Quantas lágrimas há derramado o
senhor Josué que vai ali na minha frente e que nem mesmo pude observar-lhe os
gestos? Quanta dor sentiu Maria quando perdeu alguém que lhe era esteio e
alegria? E a Vanessa? E ali se vão Josués, Marias e Vanessas... Ah! Josués,
Marias e Vanessas!!
Quem é Josué? Homem de fibra,
trabalhador, prestativo, honesto e querido. Construiu histórias, demonstrou
seus valores com seus próprios exemplos, ajudou quem precisava e brigou. Brigou
pelos seus objetivos, pelo mundo, um mundo melhor. Josué queria um mundo
melhor. Ah! Josué!! Estava rodeado de gente que veio apoiar-lhe, estender-lhe o
abraço puxado por aquelas mãos que jamais empurraram. Estavam todos ali, um de
cada vez a prestar-lhe a solidariedade que tanto queremos quando algo ruim nos
acontece. E Josué, comovido, retribuía cada carinho.

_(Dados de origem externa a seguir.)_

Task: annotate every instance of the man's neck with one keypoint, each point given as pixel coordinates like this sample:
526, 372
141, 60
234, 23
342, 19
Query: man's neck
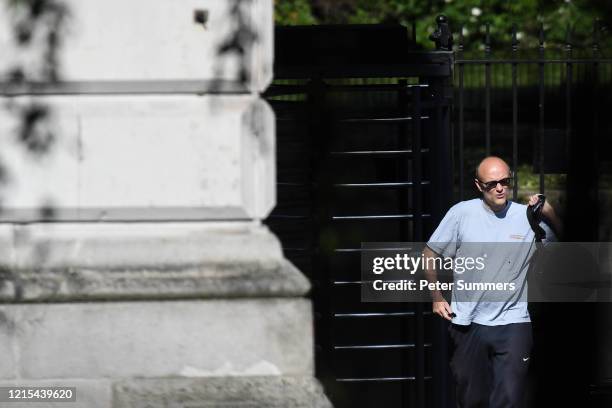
495, 209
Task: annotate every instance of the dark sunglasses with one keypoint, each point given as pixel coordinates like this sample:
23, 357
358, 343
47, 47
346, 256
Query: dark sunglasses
490, 185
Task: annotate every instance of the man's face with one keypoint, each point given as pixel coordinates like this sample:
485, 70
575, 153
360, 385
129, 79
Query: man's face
494, 194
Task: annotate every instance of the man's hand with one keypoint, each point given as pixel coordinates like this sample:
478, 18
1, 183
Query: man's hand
547, 210
442, 308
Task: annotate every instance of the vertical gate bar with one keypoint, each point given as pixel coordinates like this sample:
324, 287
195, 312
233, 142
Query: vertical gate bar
568, 86
315, 95
488, 90
514, 115
417, 164
595, 95
404, 172
418, 236
461, 119
541, 54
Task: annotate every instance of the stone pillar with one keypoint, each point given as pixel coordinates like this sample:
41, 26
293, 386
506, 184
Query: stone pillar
137, 161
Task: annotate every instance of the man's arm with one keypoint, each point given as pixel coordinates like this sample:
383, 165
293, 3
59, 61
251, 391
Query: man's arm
439, 305
548, 212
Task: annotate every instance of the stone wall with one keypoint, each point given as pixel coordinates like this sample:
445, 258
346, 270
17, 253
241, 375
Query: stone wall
137, 161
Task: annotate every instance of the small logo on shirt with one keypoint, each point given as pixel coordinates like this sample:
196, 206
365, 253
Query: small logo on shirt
517, 236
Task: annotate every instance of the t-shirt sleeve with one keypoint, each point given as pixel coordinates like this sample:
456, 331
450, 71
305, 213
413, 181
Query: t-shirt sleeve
550, 234
444, 239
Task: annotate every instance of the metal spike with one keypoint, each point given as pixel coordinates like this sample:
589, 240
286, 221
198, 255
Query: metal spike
487, 38
541, 36
596, 37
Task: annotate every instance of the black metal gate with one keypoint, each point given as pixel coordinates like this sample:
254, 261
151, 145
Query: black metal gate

Maria sentia dor. Não conseguia
precisar se era uma dor física ou uma dor emocional. Tamanha era sua dor que as
dores se embaralhavam neste ser único e indivisível chamado Maria. Recolhia-se
ao seu pranto como quem se recolhe ao adormecer: sozinha, partida, calada. Lembrou-se
de cada minuto. Recordou-se de cada um que a abraçara na tentativa de
salvar-lhe, ao menos um pouco, de sua dor doída. Sentiu cada cheiro que
translúcido a reportava ao passado.
E Vanessa? Vanessa assistia
televisão. Ria e chorava do que ali assistia, projetando-se em cada personagem
fictício que traz à tona cada um de nós, como se o autor da obra tivesse se
espelhado nela. Reconhecia-se a partir do cenário e viajava de uma ponta a
outra na estrada da fantasia. Seus sonhos estavam ali... partidos e
reinventados por alguém tão estranho e tão familiar.
E eu fiquei pensando... Cada uma
daquelas milhares de pessoas pelas quais passamos diariamente, seja na rua,
seja nas redes sociais ou em qualquer lugar, carrega uma história que
determinou seu modo de agir e de ser meio a tantas outras histórias.

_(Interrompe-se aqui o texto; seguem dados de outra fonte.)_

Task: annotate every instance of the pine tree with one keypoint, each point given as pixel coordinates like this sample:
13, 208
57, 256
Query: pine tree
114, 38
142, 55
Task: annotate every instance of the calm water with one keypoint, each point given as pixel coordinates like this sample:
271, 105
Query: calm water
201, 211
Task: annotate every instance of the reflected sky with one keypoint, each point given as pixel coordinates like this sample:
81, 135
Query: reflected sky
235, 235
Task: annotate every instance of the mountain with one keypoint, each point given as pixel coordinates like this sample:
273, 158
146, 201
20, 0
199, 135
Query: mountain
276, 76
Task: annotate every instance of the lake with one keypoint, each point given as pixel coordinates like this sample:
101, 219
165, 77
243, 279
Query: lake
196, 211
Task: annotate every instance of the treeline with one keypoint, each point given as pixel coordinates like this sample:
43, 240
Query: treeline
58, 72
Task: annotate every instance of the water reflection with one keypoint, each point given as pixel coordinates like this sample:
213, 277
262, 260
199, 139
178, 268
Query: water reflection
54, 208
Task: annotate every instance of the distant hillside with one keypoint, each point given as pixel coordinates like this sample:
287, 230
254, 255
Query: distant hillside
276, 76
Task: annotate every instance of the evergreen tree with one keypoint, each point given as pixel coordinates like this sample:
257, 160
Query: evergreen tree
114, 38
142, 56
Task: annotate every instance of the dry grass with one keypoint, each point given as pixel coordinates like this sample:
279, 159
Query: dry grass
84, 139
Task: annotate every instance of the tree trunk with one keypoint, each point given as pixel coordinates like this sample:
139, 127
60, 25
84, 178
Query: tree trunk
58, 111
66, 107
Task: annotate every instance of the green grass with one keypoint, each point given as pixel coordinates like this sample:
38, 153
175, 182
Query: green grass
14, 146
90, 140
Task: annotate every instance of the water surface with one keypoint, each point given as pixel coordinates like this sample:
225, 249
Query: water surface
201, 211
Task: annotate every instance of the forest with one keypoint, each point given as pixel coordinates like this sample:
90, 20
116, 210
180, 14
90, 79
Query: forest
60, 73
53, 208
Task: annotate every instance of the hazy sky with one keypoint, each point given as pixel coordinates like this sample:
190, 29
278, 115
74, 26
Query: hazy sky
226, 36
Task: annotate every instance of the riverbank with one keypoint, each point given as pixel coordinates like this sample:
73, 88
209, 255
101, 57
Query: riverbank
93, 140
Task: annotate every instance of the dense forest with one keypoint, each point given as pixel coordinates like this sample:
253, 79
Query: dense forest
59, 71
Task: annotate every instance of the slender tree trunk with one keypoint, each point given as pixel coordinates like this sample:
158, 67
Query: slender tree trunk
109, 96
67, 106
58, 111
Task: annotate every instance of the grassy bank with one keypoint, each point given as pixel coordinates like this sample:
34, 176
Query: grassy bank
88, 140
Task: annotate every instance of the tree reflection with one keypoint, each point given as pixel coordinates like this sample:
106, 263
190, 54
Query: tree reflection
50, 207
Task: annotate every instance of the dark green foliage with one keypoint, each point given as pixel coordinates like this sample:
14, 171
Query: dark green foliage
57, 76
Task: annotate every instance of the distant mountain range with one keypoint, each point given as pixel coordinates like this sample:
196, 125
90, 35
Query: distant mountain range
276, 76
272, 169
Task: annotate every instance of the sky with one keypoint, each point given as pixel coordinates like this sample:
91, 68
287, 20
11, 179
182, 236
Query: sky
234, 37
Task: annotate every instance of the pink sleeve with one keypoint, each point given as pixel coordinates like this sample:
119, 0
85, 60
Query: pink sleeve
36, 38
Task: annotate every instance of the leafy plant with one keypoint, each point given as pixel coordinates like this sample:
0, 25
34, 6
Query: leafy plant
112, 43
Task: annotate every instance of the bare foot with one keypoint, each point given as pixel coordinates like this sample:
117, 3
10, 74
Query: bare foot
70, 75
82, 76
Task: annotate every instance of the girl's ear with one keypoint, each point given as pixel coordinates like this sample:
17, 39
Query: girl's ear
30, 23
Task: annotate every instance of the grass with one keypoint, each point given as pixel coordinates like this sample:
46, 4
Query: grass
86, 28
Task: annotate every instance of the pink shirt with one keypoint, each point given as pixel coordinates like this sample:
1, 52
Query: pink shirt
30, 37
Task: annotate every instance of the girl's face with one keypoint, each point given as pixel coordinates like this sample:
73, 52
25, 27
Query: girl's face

Ah! E aquele Josué brigão? Aquele
que se levanta da cama disposto a discutir até mesmo com sua própria imagem
refletida no espelho. Aquele Josué chato, dos grupos de WhatsApp, que só clica para gerar polêmica ou discordar do que seja?
Postaram. Comentou, Josué. Fala qualquer merda e não se importa nem com o que
fala e nem com o que retrucam. Quer mesmo falar e nem precisa ser escutado,
porque a escuta que precisa é a de si mesmo, mas para esta não está preparado. E
essa, minha gente, como é difícil!! Sente-se muito feliz por ver que retrucam,
sente-se importante, pois pelo menos alguém está falando com ele. Buzina na
rua, xinga o trocador do ônibus, fecha cara para a atendente da padaria e
desafia qualquer pessoa que esteja em condição supostamente melhor que a sua.
Respeito? Jamais. Desconhece o que seja respeito. Nunca ouviu falar. Jamais
seus pais lhe disseram que era para se colocar no lugar do outro para saber o
que deveria ou não lhe dizer. Não aprendeu o que é compaixão. Não se importa
com ninguém, pois aprendeu em todas as mídias, e, diga-se de passagem, que, em
casa também, que deve se amar em primeiro lugar, que ele é o príncipe da titia
e da vovó, que reina diante do papai e da mamãe que se mataram para
sustentá-lo. Ele entendeu ao pé da letra que deve se amar em primeiro lugar.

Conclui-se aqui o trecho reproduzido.